With more and more Chinese students and entrepreneurs attending business schools in the West, and especially in the US, they bring with them experiences and perspectives that enrich the Western view of Asian business practices. Darden School of Business at the University of Virginia is one such example. Over the years it has seen the number of its Chinese students multiply. Dean Scott Beardsley of Darden sat down recently with Shanghai Daily reporter Ni Tao to discuss these issues.

Q: How has the strong demand for quality business education from China changed the way business schools operate in the West?

A: China is one of the most important economies in the world. The rise of China has become a priority for all business schools including Darden.

So for example, if you look at 25 years ago, how many Chinese students were coming to Darden? The number was very small. Today it’s almost 10 percent. We have about 30 students in each of our classes, both first and second year, from China. A lot of them won scholarships. So now China is a regular place where we recruit students. By comparison, 25 years ago, not many Chinese students would look to study at a business school like Darden or even other business schools.

China now is very relevant for all business schools. And we have a great relationship with China, as well as a very active, successful alumni base here.

Q: What are the trends in global business education?

A: There are lots of trends.

First, elite business education is becoming more and more global. I think there is a discontinuity brought on by technology, where an increasing number of courses or tools for teaching are happening with technology.

Millennial students have higher expectations for personalization and for what they can get out of school. The way we see it at Darden is that we think of students as a segment of one. Each person has their unique aspirations for their own development. And we are trying to help every individual to achieve what they want to achieve.

Another trend is that the need for lifelong learning is increasing as businesses are evolving rapidly. So getting a graduate business degree is a starting point, but you need to retool yourself throughout your life.

Another comment I would make is that if you look at business schools globally, it’s a very competitive market, and there’s kind of an arms race going on to attract the best and brightest students.

There is a tremendous amount of infrastructure, quality campuses and philanthropy required to become a top business school.

As a result, I think strong business schools are getting stronger.

Q: With businesses from China and East Asia increasingly making a presence felt across the world, their practices have been studied more and more closely. How much of Darden’s curriculum now has a China or Asian-specific context?

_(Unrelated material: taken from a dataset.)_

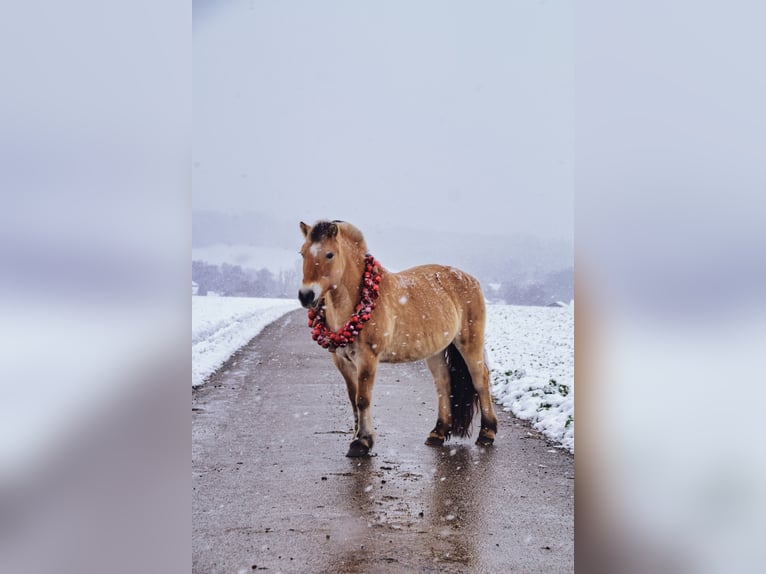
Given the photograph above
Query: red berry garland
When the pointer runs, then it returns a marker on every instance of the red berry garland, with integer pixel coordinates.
(369, 291)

A: Again I don’t have the percentage but every year we bring our students to China and to other Asian countries, so on and so forth. Every Darden student has the opportunity to study abroad as part of what we call the “Darden Worldwide Course.” We also have case studies that are set in other countries (outside the US). We try to ensure that the cases we teach represent the global economy.

Another way of ensuring an Asian context in the classroom is that many students are from Asia. Since we are a case-method school, there’s discussion in every class. As a result, all the students bring their experience into the classroom. So the Asian experience is present in every single class.

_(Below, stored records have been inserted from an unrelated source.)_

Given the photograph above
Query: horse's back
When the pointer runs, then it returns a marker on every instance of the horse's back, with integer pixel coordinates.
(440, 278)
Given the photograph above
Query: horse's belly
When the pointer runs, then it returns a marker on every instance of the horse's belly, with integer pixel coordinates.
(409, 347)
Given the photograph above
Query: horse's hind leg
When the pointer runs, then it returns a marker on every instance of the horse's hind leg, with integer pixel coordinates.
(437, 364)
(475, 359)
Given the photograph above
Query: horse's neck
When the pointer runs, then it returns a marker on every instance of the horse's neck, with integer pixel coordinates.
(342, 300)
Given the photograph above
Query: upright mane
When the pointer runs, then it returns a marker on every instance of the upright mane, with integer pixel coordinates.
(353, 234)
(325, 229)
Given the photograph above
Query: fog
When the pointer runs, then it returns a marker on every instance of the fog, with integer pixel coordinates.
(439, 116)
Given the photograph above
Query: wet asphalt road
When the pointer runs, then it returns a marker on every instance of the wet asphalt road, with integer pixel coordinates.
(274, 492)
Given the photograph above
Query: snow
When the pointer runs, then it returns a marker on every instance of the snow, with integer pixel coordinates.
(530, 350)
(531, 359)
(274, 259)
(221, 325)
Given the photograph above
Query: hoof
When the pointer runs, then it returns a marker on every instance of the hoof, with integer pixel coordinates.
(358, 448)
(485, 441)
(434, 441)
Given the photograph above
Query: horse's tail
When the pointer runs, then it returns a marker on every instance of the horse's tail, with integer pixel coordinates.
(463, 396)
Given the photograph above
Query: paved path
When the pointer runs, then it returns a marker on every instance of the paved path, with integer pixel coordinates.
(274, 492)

Q: Chinese business schools are catching up fast, closing in on their foreign counterparts. Does this mean the superiority of Western schools is being steadily eroded?

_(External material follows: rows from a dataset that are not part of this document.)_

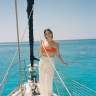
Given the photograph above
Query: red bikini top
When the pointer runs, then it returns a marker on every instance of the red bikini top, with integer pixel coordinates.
(49, 49)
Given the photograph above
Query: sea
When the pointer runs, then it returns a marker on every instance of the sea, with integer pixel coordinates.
(80, 55)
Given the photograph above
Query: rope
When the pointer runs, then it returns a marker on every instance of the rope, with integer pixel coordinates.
(18, 42)
(16, 51)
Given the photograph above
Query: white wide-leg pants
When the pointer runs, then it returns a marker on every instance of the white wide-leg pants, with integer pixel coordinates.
(46, 74)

A: Competition among business schools is global, and competition is good. What I believe is that more American students should study in China, and more Chinese students should study in the US, because by living in another culture, you learn.

I don’t view universities as always substitutes; I view them as complementary.

It’s great that China is investing in top business schools.

Meanwhile, it is important for American students to study in other countries.

Business is global, and getting yourself out of your home country is an important learning experience.

Business schools are improving all over the world, and I celebrate the fact that competition is making them better.

So it is not a matter of one being better than the other. Instead, they are all improving each other, kind of like the World Cup soccer right now.

Everybody is trying to lift their game.